Originally posted by PalynkaThis is one of the funniest (and pathetic) clips I've seen in a long time. I've never followed Cramer closely before, but I always suspected that he might be more entertainment than anything else.
There are many morons out there.
http://uk.youtube.com/watch?v=_nkZ3eHeXlc
🙄
Originally posted by kmax87The more time you spend studyinng a stocks history, the less time you have for studying a stocks future, which is what matters. Stocks break 52 week highs and lows all the time. They go from trending up to trending down all the time. A person could buy Starbucks because it has been growing for years, just in time for Starbucks growth to stop becuase they already have a location on every corner in America.
How can you infer anything about somethings future without knowing about its past. How are you to assess that future. Why would you ignore a stocks historical highs and lows or its historical relative movement against key induces and other benchmark stocks. Surely thats a recipe for disaster?
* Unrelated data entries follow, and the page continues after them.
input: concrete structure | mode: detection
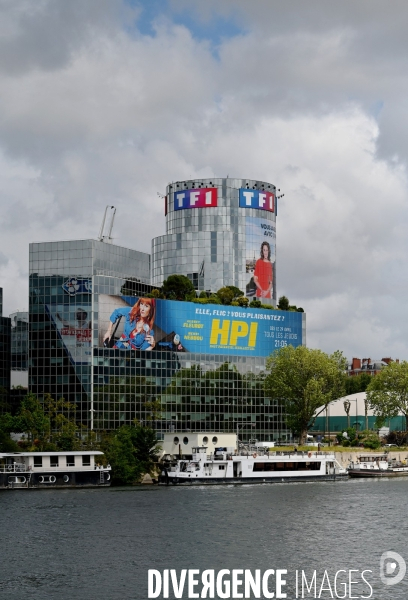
[309,392,405,434]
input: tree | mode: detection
[265,346,346,444]
[367,360,408,430]
[162,275,195,300]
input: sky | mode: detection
[0,0,408,360]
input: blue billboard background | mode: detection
[99,294,302,357]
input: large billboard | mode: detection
[45,303,92,365]
[98,294,302,356]
[245,217,276,305]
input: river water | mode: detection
[0,478,408,600]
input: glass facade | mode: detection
[29,179,306,440]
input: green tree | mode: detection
[366,360,408,431]
[131,425,160,474]
[344,373,372,396]
[265,346,346,444]
[162,275,195,300]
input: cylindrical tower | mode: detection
[151,178,277,305]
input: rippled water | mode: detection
[0,478,408,600]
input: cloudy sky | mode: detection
[0,0,408,359]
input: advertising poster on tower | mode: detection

A stocks history is for the trash heap.
Sure, you can take technicals into account, but you need much more than that to invest and make a profit.
The only time technicals can be the backbone of a trade, is as Knight says, for a short term trade. If you're trying to catch a pop over a day or three or whatever, you'll never do it with knowing the technicals.
That said, people who do only that never keep up with the market in the long term. Can be great when the bulls are out, though.
Originally posted by shavixmirthe one's that dont profit will become extinct..survival of the fittest..that's what evolution is all about, right?
God, Jesus, no. I'm just a product of the environment.
But you have to admit that if everything's being run for profit, then anything that doesn't make a profit isn't going to really evolve... is it?
Originally posted by NimzovichLarsenYou're still stuck in your monetary thinking.
the one's that dont profit will become extinct..survival of the fittest..that's what evolution is all about, right?
If you create a system based on profit, only matters that create profit will evolve.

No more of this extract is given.